The 2A and 3A engines were extensively reworked to improve fuel economy and power by adopting new features. Later during May 1985, the 2A-LU was replaced with the more modern multi-valve 1.3-litre 2E-LU.
The new 4A-ELU was a derivative of the lightweight and fuel-efficient 3A motor, increased in displacement from 1.5- to 1.6-litres. The only alternatively fuelled Corolla for some markets came in the form of a 1.8-litre 1C-L diesel engine with 65PS and 83 lb/ft carried over from the previous generation.
New Drive-train, New Suspension
As a result of the conversion to a FF drive-train, all suspension setups for saloon series models were new designs. A MacPherson strut with an L-shaped lower arm were developed for the front suspension, while a dual link strut with two lower arms was adopted for the rear end.
The suspension setup on coupe models was different, utilizing the same proven layout first seen in the third-generation Corolla – a four-link coil with a lateral rod. However, the suspension alignment and lateral rod positioning were reviewed to improve driving stability and ride comfort. All fifth-generation Corolla models used rack and pinion steering, a large proportion of which were available with power assisted steering.

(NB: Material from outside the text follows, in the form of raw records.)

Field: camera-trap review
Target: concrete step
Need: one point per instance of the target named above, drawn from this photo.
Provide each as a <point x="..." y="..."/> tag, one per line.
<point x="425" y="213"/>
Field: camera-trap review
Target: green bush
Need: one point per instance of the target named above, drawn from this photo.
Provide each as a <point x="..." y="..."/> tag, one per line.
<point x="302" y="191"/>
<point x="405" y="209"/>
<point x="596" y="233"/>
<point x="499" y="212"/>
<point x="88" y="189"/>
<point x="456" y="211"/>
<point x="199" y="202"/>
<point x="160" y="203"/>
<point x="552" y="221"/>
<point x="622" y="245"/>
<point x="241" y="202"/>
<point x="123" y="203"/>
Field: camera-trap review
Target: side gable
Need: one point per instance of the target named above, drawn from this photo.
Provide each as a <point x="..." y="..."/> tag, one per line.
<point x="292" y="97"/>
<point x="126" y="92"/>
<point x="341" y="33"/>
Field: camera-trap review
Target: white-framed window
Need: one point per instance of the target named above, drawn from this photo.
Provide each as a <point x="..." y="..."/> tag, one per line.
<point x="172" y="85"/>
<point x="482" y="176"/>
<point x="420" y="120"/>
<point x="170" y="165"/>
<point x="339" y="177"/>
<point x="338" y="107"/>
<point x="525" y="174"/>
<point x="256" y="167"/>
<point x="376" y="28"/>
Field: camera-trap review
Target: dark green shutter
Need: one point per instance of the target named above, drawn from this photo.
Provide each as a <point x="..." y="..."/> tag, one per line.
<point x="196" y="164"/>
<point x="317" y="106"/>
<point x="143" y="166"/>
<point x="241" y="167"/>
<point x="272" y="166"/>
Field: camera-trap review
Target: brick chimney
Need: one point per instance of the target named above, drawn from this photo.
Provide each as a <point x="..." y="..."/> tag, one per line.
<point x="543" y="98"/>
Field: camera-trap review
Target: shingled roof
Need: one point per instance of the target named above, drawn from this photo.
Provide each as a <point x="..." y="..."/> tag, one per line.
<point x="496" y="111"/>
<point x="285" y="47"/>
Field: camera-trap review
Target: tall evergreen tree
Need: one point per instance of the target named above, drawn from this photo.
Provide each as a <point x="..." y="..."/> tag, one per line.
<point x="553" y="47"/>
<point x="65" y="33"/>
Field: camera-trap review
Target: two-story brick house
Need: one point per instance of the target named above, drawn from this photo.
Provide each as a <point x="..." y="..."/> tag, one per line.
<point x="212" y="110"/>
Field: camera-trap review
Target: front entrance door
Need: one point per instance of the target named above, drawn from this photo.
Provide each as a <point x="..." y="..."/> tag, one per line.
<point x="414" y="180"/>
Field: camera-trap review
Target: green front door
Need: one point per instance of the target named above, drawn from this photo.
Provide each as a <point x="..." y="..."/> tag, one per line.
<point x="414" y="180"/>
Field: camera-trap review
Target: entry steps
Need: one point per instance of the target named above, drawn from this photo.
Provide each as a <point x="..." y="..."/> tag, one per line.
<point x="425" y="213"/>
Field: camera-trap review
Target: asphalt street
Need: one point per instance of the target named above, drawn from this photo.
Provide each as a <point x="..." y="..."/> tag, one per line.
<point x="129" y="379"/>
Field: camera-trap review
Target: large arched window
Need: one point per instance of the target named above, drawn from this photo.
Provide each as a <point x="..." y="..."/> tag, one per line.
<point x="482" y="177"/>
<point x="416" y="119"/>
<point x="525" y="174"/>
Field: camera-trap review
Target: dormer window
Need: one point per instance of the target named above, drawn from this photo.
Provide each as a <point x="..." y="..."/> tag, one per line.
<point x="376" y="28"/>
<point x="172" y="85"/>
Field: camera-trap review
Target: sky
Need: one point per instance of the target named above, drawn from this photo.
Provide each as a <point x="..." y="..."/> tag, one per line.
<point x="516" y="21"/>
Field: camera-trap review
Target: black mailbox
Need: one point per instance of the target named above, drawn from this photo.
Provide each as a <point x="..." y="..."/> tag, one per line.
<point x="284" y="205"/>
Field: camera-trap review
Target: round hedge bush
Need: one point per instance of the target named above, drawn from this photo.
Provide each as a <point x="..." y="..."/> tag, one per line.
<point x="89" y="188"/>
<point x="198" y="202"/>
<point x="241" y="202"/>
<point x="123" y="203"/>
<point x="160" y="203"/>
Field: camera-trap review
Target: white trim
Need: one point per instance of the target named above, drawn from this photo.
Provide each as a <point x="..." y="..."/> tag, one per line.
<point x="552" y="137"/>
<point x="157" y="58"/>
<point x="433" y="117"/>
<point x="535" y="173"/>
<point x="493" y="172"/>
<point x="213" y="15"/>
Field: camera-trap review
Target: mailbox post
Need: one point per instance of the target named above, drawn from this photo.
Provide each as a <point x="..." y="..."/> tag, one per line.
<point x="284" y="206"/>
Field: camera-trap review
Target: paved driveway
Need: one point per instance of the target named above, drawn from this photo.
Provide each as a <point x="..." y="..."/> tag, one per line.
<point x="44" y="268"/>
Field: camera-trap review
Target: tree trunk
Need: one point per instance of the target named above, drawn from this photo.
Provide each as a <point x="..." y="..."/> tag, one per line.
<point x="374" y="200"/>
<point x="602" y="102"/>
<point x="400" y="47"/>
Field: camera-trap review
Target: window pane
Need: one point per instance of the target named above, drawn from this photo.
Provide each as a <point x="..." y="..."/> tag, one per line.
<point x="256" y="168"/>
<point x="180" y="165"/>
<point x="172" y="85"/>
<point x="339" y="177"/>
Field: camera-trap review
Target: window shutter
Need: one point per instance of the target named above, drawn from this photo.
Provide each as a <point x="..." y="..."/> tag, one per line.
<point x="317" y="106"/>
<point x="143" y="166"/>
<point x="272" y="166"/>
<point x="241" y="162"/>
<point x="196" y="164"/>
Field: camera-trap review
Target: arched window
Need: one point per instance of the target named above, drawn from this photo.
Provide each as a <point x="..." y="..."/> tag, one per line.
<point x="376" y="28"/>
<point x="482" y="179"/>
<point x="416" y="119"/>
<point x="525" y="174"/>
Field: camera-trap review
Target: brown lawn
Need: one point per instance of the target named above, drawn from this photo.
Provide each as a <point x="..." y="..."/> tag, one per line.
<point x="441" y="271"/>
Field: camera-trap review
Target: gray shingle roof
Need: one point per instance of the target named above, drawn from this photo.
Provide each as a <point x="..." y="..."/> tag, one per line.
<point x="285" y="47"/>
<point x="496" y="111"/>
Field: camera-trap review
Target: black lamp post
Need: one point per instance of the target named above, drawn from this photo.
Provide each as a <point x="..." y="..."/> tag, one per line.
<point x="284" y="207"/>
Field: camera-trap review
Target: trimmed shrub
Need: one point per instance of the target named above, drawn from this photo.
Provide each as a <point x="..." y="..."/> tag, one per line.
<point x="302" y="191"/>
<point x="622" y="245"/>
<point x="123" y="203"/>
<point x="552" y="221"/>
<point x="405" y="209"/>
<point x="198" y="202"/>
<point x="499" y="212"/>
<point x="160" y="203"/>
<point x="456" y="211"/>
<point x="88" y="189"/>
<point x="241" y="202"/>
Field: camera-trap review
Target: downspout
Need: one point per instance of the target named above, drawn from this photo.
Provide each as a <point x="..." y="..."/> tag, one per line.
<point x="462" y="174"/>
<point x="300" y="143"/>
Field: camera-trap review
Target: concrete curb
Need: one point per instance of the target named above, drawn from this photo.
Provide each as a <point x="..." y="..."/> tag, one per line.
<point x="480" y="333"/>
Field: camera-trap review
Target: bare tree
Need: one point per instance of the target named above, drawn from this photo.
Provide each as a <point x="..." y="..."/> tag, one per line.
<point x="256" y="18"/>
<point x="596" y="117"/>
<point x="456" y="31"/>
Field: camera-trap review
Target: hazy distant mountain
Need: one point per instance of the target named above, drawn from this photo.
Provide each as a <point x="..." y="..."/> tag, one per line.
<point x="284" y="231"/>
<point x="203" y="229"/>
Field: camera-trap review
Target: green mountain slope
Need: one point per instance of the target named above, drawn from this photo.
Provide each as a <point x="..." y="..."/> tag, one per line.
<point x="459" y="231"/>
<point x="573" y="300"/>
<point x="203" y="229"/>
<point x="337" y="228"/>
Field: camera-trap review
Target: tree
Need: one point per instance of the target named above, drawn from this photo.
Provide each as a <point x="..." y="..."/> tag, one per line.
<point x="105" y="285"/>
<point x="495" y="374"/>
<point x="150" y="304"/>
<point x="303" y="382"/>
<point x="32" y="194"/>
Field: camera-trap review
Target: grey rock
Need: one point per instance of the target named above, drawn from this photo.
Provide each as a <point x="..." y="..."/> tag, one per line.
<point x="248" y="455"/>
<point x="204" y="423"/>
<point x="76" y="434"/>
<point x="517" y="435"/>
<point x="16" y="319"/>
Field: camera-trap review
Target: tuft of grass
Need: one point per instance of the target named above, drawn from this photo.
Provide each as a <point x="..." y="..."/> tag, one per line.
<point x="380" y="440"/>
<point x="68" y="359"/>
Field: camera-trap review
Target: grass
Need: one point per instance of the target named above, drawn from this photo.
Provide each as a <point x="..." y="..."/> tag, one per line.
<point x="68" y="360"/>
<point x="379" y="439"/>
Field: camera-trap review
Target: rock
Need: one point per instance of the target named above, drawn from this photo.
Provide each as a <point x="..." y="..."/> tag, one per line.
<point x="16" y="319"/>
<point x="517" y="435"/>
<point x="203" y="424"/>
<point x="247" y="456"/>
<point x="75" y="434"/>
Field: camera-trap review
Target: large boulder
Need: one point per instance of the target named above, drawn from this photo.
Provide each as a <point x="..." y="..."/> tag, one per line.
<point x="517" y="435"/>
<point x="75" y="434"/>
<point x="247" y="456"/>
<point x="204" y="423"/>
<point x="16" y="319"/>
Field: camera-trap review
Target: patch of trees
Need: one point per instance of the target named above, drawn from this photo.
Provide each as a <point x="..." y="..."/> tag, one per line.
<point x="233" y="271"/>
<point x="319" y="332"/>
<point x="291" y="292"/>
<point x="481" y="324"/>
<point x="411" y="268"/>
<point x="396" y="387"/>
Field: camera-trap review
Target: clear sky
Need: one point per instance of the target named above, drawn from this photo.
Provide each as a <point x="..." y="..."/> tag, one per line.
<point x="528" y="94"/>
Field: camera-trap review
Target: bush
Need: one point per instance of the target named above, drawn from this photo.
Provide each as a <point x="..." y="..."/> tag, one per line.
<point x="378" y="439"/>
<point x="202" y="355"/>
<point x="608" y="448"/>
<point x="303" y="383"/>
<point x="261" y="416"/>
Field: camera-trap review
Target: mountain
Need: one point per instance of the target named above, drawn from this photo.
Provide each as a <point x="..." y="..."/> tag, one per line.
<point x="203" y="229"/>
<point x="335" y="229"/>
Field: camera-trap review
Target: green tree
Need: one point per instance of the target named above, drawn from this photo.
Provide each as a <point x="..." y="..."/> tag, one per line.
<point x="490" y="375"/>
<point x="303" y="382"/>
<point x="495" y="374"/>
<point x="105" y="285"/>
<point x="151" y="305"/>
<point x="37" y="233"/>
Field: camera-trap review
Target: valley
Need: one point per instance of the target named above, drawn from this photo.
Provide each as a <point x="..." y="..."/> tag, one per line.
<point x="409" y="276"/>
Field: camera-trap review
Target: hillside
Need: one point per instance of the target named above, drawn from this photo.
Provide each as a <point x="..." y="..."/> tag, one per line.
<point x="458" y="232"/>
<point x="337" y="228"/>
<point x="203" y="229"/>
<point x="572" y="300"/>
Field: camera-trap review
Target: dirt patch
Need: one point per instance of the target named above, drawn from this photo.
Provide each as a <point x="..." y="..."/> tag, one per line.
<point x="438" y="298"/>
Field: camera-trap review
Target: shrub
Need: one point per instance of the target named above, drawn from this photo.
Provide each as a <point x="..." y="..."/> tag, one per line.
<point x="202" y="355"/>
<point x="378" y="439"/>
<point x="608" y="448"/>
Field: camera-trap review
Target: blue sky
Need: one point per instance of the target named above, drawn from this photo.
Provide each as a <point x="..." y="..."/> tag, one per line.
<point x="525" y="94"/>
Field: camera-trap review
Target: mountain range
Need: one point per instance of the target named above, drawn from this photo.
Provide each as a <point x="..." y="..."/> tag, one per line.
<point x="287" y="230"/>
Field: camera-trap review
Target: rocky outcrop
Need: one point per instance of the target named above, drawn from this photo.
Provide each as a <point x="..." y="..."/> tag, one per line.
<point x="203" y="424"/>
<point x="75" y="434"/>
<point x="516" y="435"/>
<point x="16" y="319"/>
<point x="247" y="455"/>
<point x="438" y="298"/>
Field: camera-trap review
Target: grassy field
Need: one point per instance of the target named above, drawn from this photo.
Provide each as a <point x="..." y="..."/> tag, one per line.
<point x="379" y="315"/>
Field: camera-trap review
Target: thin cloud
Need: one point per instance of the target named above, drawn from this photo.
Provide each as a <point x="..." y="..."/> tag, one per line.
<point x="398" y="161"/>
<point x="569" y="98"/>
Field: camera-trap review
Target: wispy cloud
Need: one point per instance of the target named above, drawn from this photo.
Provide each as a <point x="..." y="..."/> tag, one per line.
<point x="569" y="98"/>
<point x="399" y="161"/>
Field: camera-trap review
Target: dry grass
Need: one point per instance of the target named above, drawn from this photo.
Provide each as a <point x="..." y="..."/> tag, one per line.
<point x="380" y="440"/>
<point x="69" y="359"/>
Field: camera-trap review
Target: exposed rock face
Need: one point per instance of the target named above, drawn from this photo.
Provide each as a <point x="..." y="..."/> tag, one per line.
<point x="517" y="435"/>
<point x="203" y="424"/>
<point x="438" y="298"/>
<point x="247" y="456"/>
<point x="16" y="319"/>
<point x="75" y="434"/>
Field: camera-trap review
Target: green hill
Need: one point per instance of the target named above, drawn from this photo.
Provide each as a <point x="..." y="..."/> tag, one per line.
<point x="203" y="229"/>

In addition to the above, several new features were offered which were not available in the previous generation Corollas, including:
* Lights On notification buzzer to prevent accidental battery drainage
* Accelerator-free auto drive function for low-speed maneuvers
* Innovative bar-type digital rev counter for improved visibility
* Integrated mud guards to reduce dirt and scratching
* Electrically-powered door mirrors
According to Toyota, the Corolla had a continuous responsibility of being the ‘bread and butter’ for various people in nations throughout the world. And the 5th generation Corolla truly lived up to this reputation. Like every part of the world, the fifth generation was highly regarded as one of the most successful Corolla in our country and is still loved by many.